Abstract

The spin density distribution of the Y122 tyrosyl radical in the R2 subunit of ribonucleotide reductase from Escherichia coli has been determined. Incorporation of isotopically labeled tyrosine into the protein has allowed us to measure the 17O hyperfine coupling by using EPR, giving a direct measure of the tyrosine phenol oxygen spin density, 0.29 ± 0.02. The hyperfine tensors of six protons of the radical have been determined by using ENDOR. Magnetic field selection allows a determination of the orientation of the hyperfine tensors relative to the g tensor. Electron−nuclear−nuclear triple resonance has been applied to establish the relative signs of three hyperfine couplings. These measurements give a more precise and more accurate picture of the spin density distribution in a protein tyrosyl radical than has been available previously. The 17O hyperfine splitting in tyrosyl radicals in aqueous glasses has also been measured.

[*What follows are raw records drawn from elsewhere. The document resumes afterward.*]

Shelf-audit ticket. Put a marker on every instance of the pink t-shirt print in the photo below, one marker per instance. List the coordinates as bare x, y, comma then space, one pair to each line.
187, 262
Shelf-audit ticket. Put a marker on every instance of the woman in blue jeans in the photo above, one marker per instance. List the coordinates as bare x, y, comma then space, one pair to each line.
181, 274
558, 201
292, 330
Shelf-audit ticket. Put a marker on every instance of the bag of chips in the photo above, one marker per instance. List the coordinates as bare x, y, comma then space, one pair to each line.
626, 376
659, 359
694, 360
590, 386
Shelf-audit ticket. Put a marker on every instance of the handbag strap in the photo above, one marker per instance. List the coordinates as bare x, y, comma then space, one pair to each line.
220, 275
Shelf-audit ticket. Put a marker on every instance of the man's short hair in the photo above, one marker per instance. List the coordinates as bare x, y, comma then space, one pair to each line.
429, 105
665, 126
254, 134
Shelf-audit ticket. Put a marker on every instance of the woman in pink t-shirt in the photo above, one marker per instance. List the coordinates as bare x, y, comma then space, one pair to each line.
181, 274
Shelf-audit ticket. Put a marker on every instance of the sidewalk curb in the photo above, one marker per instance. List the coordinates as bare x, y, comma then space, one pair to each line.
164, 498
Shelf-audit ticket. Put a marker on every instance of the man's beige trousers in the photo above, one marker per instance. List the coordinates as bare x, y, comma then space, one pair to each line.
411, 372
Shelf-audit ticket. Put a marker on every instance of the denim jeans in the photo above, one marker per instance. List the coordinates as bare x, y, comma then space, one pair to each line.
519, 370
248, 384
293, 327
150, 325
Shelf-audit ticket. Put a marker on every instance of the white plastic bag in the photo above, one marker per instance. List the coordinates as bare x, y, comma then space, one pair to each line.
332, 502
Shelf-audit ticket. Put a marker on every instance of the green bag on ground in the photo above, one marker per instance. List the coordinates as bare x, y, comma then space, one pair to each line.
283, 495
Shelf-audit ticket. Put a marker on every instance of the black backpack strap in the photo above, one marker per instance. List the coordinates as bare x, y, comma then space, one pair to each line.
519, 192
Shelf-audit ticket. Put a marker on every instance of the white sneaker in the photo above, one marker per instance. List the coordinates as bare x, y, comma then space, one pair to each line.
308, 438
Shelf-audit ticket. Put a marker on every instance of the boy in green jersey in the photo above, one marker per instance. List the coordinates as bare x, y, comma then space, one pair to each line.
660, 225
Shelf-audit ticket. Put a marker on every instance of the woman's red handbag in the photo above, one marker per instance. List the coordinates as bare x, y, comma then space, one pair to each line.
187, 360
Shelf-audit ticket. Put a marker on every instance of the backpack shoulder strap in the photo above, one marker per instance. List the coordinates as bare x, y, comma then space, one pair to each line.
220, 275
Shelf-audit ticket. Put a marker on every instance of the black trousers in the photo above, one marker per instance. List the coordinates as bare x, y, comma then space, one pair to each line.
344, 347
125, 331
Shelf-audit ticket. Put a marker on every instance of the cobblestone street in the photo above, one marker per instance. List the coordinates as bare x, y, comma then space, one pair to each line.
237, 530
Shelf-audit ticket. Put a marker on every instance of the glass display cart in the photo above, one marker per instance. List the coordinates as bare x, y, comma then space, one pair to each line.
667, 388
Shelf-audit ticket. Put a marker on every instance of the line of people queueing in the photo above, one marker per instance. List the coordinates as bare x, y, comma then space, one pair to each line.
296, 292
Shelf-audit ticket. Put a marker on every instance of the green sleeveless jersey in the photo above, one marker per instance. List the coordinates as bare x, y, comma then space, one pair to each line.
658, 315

The differences in hyperfine couplings indicate that addition of a hydrogen bond to the phenolic oxygen perturbs the spin density in the ring slightly and causes the spin density at the oxygen atom to decrease by about 10%. Comparison of our results for the ribonucleotide reductase Y122 tyrosyl radical with those for other naturally occurring tyrosyl radicals and with tyrosines in aqueous glasses shows that there is only slight variation in spin density distribution over the phenol ring in this class of radicals, despite substantial variation in local environment.